Certo que depois destes quatro dias de êxtase, as aulas iriam recomeçar. O trabalho estaria esperando. A cidade de novo, adeus praia. Adeus areia, adeus mar. Até o ano seguinte.
Mas não antes daqueles quatro dias de festa.
Que maravilha.
Infelizmente não tem desfile de Escolas de Samba aqui em Bordeaux. Tem, é verdade, alguns grupos de percussão brasileira (atenção: a
percussão é que é brasileira, os músicos são quase todos francêses, então já viram...) e também de outros países ritmados, que fazem um
desfile que não tem nem de longe a produção de uma Sapucaí.
Mas o importante é que todo mundo se diverte.

A parada de Carnaval daqui é até que super animada... para os padrões europeus.
Tem criança fantasiada. Tem bandolin, tem corneta e tambor.
Tem gente dançando. E outros se sacudindo, achando que estão dançando.
E muito importante: tem
CRÊPES!!!!
Ah, e isso sim, eles sabem fazer bem.
Pode ser que Carnaval e folia não sejam muito o negócio dos francêses. Mas quando o assunto é comida, tenho que dar o braço a torcer.
Isso se faz bem por toda a França e Bordeaux não é exceção.
Descobri neste último sabado que a tradição por aqui (sim, mais uma relacionada à comida!) é de servir crêpes doces no dia de
Chandeleur. Todo dia
2 de fevereiro - 40 dias exatos depois do Natal - as cozinhas da casas, dos cafés e dos restaurantes são inundados pelo doce aroma de baunilha e
fleur d'orange.

Dizem que para dar sorte, o ritual de preparo destas iguarias é fazer saltar o primeiro crêpe da "rodada" na frigideira com uma mão, segurando uma moeda na outra. Eh sucesso financeiro garantido por um ano inteiro.
Fazendo as minhas pesquisas descobri que, como tantas outras festas européias,
Chandeleur tem as suas prováveis raízes no Cristianismo e no paganismo.

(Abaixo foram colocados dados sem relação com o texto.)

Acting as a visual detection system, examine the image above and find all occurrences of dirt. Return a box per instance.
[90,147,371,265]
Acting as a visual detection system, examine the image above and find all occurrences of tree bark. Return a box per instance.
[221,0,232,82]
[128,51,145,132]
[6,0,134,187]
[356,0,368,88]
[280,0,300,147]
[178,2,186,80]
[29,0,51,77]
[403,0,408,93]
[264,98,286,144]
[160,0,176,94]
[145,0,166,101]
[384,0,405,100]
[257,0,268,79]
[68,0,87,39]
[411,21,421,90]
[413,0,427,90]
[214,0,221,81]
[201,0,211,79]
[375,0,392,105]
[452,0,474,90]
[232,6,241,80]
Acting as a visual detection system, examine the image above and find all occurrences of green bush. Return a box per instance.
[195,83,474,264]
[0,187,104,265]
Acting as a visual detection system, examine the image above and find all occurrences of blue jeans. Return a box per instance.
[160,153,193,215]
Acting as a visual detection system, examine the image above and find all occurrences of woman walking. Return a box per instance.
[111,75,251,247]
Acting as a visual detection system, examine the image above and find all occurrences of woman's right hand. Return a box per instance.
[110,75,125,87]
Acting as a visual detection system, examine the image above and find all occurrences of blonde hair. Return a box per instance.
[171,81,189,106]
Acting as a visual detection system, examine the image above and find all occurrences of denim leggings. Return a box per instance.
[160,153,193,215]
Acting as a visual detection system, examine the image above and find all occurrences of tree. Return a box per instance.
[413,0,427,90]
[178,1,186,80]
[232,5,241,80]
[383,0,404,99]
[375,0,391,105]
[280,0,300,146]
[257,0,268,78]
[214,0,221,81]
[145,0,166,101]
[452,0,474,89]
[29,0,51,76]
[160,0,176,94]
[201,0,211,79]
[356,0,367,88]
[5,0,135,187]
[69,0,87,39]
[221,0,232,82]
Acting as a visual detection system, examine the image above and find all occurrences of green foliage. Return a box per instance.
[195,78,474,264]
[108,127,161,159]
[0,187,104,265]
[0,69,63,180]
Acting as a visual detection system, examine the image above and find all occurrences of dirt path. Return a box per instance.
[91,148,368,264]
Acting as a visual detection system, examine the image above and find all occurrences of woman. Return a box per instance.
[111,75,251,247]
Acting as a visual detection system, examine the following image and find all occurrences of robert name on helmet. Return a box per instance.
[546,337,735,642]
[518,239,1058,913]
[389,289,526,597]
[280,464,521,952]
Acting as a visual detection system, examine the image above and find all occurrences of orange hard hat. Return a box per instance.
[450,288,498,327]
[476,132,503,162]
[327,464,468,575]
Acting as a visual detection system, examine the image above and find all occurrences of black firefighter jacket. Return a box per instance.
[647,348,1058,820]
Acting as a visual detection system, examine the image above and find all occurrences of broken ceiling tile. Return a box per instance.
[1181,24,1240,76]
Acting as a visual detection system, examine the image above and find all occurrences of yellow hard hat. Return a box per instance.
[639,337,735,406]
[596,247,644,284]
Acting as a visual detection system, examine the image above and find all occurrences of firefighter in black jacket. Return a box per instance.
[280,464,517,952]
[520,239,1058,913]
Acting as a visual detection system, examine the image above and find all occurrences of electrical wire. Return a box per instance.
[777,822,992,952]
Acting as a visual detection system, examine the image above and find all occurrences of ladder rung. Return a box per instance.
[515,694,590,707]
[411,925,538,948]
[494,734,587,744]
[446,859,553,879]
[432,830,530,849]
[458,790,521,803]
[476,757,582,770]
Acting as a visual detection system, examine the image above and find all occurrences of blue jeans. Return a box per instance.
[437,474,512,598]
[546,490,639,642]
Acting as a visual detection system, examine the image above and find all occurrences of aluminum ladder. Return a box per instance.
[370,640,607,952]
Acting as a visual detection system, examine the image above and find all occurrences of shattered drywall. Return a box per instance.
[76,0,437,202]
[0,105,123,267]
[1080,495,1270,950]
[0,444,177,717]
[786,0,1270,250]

Para os pagãos romanos pré-cristianismo, em torno desta data comemorava-se a festa em homenagem ao deus Pan (protetor dos animais e dos rebanhos) quando era costume então percorrer as ruas de Roma portando velas acessas nas mãos. Devia ser bonito, não?
Já para os cristãos, 2 de fevereiro representa a data na qual Jesus teria sido apresentado ao Templo de Jerusalém por sua mãe, Maria. A festa cristã teria sido instaurada pelo Papa
Gélase Ier no século V, aproveitando a data da já existente festa pagã. Ele também ordenara que fossem servidas galettes de farinha para os pelegrinos que viessem até Roma, como uma forma de benedicção. Não, não! Não era uma forma de atrair os camponêses que morriam de fome naquela época e garantir uma multidão para a festa... Aham, sei!
Aparentemente o costume se conservou.
Como muitas outras guloseimas, os crêpes também estão associados ao "mardi-gras" (ou "terça-feira gorda") quando se costumava comer em excesso como forma de preparação para a Quaresma (quarenta dias de interdicção de carne para os cristãos, que dura da Quarta-Feira de Cinzas até a Sexta-Feira Santa, na Pascoa!).
Simbolo do sol, da fortuna e da abundância, o crêpe se tornou sem duvida um dos tesouros francêses mais cultuados. E não é para menos. Quando bem feitos, eles são d-e-l-i-c-i-o-s-o-s.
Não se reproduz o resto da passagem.